It's no secret that many ChopCult readers dig three things over all else: riding, attending grassroots events, and Sportsters. One event that caters to all three is the Bastard Bash. We got in touch with Bastard Bash organizer Rob Taylor to see what's up for 2011. Here's what he had to say.
“Bikes are meant to be ridden”" and “the best things in life are free" are two tired old cliché’s that until a few short years ago seemed to be very much at odds with the goings-on at many high-profile “chopper” events. Frequently held within the gated confines of some parking lot or fairground and burdened with distractions like mechanical bull riding, over-the-top theme bikes, and row upon row of trinket vendors, these events too frequently seemed more concerned with selling five buck beers and commemorative gee-gaws than with riding and customizing.

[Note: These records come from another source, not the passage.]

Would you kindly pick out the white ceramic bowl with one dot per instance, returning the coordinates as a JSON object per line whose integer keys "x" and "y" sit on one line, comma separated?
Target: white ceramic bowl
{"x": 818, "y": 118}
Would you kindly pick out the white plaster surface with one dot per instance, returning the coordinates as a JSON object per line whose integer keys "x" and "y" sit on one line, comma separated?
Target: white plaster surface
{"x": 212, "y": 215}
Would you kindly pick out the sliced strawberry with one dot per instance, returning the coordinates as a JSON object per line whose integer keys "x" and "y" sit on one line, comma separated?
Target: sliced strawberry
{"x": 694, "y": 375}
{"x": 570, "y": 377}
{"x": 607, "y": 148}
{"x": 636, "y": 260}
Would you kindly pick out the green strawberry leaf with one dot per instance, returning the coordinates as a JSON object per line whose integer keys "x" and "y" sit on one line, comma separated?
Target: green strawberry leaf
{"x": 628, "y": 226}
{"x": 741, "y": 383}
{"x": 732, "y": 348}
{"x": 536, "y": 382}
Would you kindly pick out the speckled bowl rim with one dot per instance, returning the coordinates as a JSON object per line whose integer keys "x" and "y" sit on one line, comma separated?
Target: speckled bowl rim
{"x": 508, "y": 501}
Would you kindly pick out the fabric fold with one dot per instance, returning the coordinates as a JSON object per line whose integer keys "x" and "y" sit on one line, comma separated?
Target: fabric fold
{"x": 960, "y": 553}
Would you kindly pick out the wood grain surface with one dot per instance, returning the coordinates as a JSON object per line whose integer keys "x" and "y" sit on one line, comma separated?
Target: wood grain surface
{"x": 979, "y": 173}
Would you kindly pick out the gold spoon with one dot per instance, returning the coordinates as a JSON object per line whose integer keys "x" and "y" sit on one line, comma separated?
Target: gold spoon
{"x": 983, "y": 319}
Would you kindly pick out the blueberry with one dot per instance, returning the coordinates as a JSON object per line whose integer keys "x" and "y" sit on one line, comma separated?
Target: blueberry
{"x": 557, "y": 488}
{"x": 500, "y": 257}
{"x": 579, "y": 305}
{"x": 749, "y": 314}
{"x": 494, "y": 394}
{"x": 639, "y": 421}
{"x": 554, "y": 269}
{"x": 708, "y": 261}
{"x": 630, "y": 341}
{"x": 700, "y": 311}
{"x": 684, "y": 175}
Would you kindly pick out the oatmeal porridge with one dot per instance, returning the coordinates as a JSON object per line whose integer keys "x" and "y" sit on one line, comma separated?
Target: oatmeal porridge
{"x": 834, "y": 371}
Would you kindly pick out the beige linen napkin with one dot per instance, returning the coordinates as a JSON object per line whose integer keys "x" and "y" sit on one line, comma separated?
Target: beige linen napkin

It was shortly after such an event when the seeds of the first Bastard Bash were sown among a group of friends with a passion for garage-built Sportsters. Having grown tired of attending over-hyped and overpriced events, we elected to skip the tradition of attending someone else’s party and throw one of our own.
Low-key and cheap became the watchwords in planning the first Bastard Bashes in Ohio and Texas, and that ethos is still in effect today. This year’s event will once again take place at Deals’s Gap, just south of the Tennessee/North Carolina border and on the tail of the “Dragon," a stretch of US Highway 129 famous for its 318 curves in a twisty, 11-mile stretch through the mountains, itself only a small part of the thousands of miles of secluded roads in the area.
Last year’s gathering at Deal’s Gap was noteworthy because the casual observer was hard-pressed to realize that an “event” of any sort was in progress at all. After riding hundreds of miles of prime pavement, hundreds of Sportster freaks in groups big and small dropped kickstands and cracked beers to the sound of spinning wrenches, tall tales and the chirping of cicadas in the distance. The generosity of our event sponsors insured that a ten-dollar raffle ticket provided not only unlimited beer for the entire weekend, but that everyone in attendance received generous amounts of free product. The fun wasn’t confined to just the Sportster riders, however, as several sportbikers in the area stumbled upon the party and opted to share in the revelry. The highlight of the final night was most definitely the Haints-led hellfire-and-brimstone reading and subsequent sacrificial immolation of the Dark Customs handbook before the scores of worn-out riders retired to their rooms and tents before a final day of riding.
This year’s event is already shaping up to be another memorable one. While our focus in on sharing the joy of riding home-built, Sportster-powered motorcycles, all bikes and riders are welcome and encouraged to attend.